COVID and its unequal impact has already raised this to US$3.7million a year according to the OECD.


With shrinking resources and greater need, we need to make sure that every pound, or dollar, or Euro, or yuan delivers the most impact possible.


Achieving that to steer back on course for Agenda 2030 will require us to think creatively about cross-sector collaborations and alignment across geo-political divides.

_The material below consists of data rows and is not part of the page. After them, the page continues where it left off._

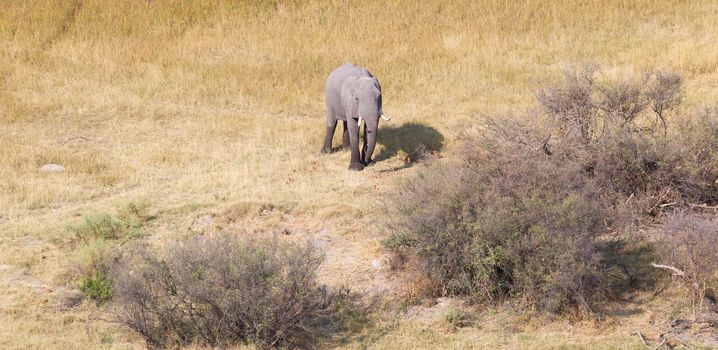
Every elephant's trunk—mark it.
[362,120,379,164]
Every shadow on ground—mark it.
[375,123,444,163]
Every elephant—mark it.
[321,62,390,170]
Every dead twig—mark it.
[688,203,718,210]
[633,331,668,350]
[651,263,686,277]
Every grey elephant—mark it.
[322,63,390,170]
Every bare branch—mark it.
[651,263,686,277]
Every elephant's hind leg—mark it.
[322,108,337,153]
[342,121,349,151]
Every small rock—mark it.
[371,259,381,269]
[189,214,214,233]
[40,164,65,173]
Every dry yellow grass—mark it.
[0,0,718,348]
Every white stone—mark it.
[40,164,65,173]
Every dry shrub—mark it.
[386,69,718,312]
[387,124,620,312]
[654,211,718,318]
[113,235,329,347]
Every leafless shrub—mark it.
[386,69,718,318]
[653,211,718,319]
[113,235,329,347]
[537,67,682,145]
[386,115,624,312]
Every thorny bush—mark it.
[386,69,718,312]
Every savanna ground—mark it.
[0,0,718,348]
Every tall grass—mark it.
[0,0,718,347]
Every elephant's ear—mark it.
[341,77,359,121]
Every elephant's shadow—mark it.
[374,122,444,164]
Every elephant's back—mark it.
[324,62,372,104]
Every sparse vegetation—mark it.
[113,235,330,347]
[0,0,718,349]
[652,212,718,320]
[387,70,718,312]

"Now, more than ever, the world requires the robust and scalable power of finance to address its most pressing global problems – problems such as climate change and inequality that, just like COVID-19, transcend our international borders. We must be working alongside world governments and non-profits. " Amit Bouri, CEO, Global Impact Investors Network, GIIN, 2020


We know the theory, and the urgent need to get this right. So how can we put the theory of partnerships for sustainable development into practice?


We can break this huge global challenge down into two key areas: Where to target our efforts and how we can pull our resources together from the largest investor to the ordinary individual.



Zoning In: Knowing Where to Focus On

The foundations of any good and effective partnership start with a collective vision. For the full value of that partnership to be realised, that vision needs clearly outlined shared goals and a plan.


The SDGs themselves are of course the first starting point for that shared vision and roadmap (for more on this see our previous Blog here).


Even with the impact of COVID, the world does have enough resources to deliver on all the SDGs.


The Global Gross Domestic Product (the summary of the GDP of all the countries in the world) (Growth of the global gross domestic product (GDP) 2026 | Statista) fell by 3.7% in 2020 but is already predicted to bounce back by over 6% in 2021 to a figure of around US$90 trillion.


Investing in the SDGs makes economic sense for us all, but there is a lack of capital movement at scale into these priorities.


In part, this is driven by understandable concerns over domestic recovery plans in some of the largest economies and the desire to hold back resources for those. In part, this is also driven by a lack of shared global agreement on the short medium and longer term investments needed.


One way of unlocking this is to identify the most urgent and transformative priorities to achieve the baseline SDG-targets in the least developed economies.


The Sustainable Development Solutions Network (unsdsn.org) has done precisely that. Its plan is precise and based on creative financial partnerships and targets across all sectors. It also outlines a much lower figure for the SDG-aligned investments that will make the most difference now and to reduce financing required in the future.